If you read much on the history of Doctor Who, you’ll realise that the chances that it would survive to its fiftieth birthday are microscopic. Amazing, really, that it lasted a single year. All the things that nearly scuppered it even before broadcast! Would it be recommissioned past the first thirteen episodes (what if someone had called the production team’s bluff when calling for it to be renewed or cancelled)? The Daleks were probably the key to its success – but what if Verity Lambert had taken the ‘no BEMS’ rule to heart? What if Ridley Scott had designed them instead of Raymond Cusick? Eeek! Hardly bears thinking about, the idea that if one BBC employee had stepped on a butterfly back in 1963, I wouldn’t be writing this – you wouldn’t be reading it – DWM wouldn’t even exist.

My Uncle Dick actually watched the first episode of Doctor Who on broadcast. He remembers it well, watching with his girlfriend and her family, thinking that this was a programme unlike anything that they’d seen before. Obviously he didn’t wonder at the time if it would still be going fifty years later, but he did realise it might be something special. I wonder if there’ll ever be anything like it again.

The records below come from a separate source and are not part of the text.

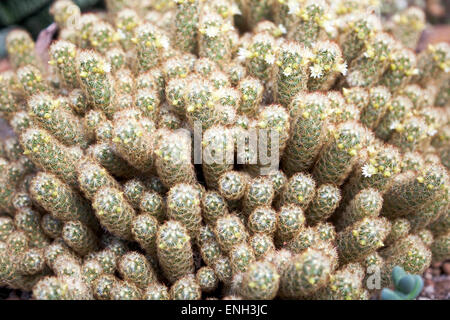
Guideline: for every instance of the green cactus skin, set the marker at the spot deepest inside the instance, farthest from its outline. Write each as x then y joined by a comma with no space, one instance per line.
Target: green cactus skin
251,90
133,142
47,111
95,80
214,206
425,186
206,279
308,132
345,284
174,250
367,203
305,274
183,205
59,199
79,237
186,24
292,67
324,203
28,220
328,63
260,281
339,154
400,228
20,48
299,190
258,193
440,247
410,253
186,288
291,220
114,212
367,69
218,153
47,153
124,290
135,268
362,238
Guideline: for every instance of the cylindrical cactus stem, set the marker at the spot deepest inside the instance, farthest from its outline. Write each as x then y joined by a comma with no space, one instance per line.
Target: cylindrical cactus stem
126,22
133,141
92,177
135,268
106,155
62,54
309,112
183,205
144,230
95,80
345,284
299,190
258,193
31,80
366,204
310,18
337,157
402,67
214,40
173,159
50,115
305,274
440,247
325,202
214,206
378,105
114,212
292,69
410,253
206,279
186,24
174,250
218,154
157,291
79,237
125,290
407,26
410,192
241,256
367,69
328,64
433,62
263,220
152,203
260,282
259,56
229,231
251,90
198,98
51,288
59,199
65,13
400,228
28,220
430,212
186,288
362,238
20,47
150,45
360,29
410,135
291,220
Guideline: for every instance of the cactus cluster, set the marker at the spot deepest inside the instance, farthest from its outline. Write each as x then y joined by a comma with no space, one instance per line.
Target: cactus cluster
193,149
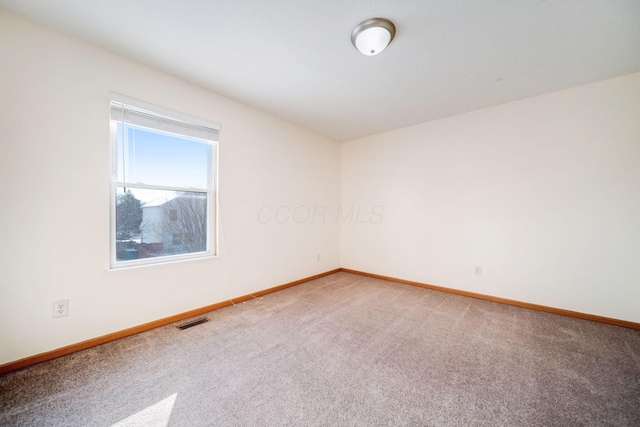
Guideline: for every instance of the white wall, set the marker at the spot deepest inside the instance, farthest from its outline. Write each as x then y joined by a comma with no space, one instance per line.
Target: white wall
54,184
543,193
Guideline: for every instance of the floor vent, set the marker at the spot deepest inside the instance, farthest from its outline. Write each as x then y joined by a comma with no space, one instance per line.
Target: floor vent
194,323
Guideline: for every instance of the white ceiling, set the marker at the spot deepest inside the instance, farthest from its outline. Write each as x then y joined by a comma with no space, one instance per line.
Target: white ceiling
294,58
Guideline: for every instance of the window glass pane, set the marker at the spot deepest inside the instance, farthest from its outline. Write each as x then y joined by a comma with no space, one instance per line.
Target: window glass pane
156,223
156,158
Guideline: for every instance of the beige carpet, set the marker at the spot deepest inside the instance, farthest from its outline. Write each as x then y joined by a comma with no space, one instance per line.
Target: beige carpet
344,350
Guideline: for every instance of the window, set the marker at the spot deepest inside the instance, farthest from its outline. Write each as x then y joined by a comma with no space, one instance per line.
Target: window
163,185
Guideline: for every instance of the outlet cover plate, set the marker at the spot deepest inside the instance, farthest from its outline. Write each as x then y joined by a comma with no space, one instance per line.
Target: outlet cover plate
61,308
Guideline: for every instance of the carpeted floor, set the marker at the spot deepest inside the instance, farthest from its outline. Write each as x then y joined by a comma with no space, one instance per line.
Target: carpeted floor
344,350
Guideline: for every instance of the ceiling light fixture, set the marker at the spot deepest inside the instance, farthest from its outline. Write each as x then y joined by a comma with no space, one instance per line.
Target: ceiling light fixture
372,36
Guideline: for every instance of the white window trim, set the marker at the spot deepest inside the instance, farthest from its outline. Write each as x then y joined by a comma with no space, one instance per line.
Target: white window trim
212,206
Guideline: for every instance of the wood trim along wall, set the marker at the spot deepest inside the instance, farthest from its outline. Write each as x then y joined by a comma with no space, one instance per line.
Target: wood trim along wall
43,357
563,312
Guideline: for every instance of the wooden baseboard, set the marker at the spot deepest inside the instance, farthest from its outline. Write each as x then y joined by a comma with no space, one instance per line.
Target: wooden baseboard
43,357
563,312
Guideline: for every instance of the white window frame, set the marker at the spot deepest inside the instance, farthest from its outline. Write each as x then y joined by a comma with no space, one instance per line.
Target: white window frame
211,191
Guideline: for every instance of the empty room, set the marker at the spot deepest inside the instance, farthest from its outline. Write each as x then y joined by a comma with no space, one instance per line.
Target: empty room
336,213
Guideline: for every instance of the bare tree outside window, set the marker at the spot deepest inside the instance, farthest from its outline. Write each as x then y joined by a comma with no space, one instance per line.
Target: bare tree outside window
186,218
128,216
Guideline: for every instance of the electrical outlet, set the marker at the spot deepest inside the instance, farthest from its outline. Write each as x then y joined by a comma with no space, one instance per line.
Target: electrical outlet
61,308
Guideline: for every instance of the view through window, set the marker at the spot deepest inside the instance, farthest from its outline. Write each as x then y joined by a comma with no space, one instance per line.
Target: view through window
163,185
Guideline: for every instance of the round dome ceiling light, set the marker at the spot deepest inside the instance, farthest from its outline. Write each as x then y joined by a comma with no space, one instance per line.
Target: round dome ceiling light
372,36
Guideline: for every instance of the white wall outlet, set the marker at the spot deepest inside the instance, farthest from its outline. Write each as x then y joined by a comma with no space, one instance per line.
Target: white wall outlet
61,308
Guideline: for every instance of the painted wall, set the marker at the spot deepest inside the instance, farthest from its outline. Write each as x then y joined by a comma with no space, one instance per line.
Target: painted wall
54,186
543,194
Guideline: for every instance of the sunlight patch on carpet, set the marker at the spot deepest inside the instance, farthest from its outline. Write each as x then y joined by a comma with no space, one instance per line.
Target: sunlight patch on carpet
156,415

Will I be telling my grandchildren, as they listen wide-eyed in amazement, that I actually watched the very first episode of (checks Saturday night schedule) That Puppet Game Show or I Love My Country? I don’t think so.

The earliest years of Doctor Who still feel special. The other day, our lounge was the TARDIS. Fan Twin (aka the Doctor) designated me a companion, and let me in. Non-Fan Twin wanted to come in too, so he also became a companion. Then husband requested entry, and became companion number three. ‘I know!’ said Fan Twin. ‘Mummy can be Barbara. Daddy is Ian. And you –’ to Non-Fan Twin – ‘are Susan.’

‘I’m not going to be Susan!’ declared an affronted Non-Fan Twin (we’re at the stage where anything ‘girly’ is anathema to them). ‘I’ll be the one with the motorbike.’ After a few seconds of thought I hazarded ‘Mickey?’ (Yes, I know Mickey didn’t have a motorbike, but I was temporarily thrown.) ‘Yes,’ agreed Non-Fan Twin. ‘I’ll be Mickey.’ Fan Twin looked outraged. ‘But Mickey isn’t a companion! He doesn’t count!’

So then we got on to the who counts/who doesn’t thing, leading on to the what counts/what doesn’t thing (shhh! Don’t say ‘canon’!) Now, I prefer The Crooked World to Underworld and The One Doctor to The Three Doctors, but do they “count”? Honestly? I’m not sure. And I don’t care. I enjoy them, and that’s what counts to me. Fan Twin, who has just watched The War Games, now wants to learn all about ‘Season 6b’ as well as read the comics where Patrick Troughton’s Doctor became a celebrity and was forced to regenerate by some scarecrows. Do they count? Maybe, maybe not. But you know what? We have fifty glorious years of Doctor Who. There is so much to choose from that it’s really an embarrassment of riches. Not just so much lovely telly, but also books, audios, spin-off series, comic strips, feature films… That’s something to celebrate. Here’s to fifty more!

AUTHOR’S NOTE: A big shout-out to Paul, Liam, Phil, Noax and our dear and much-missed late friend Peter of the University of Nottingham Sci-Fi Society who started this process.

Also, I now have absolutely no idea what ‘That Puppet Game Show’ or ‘I Love My Country’ were.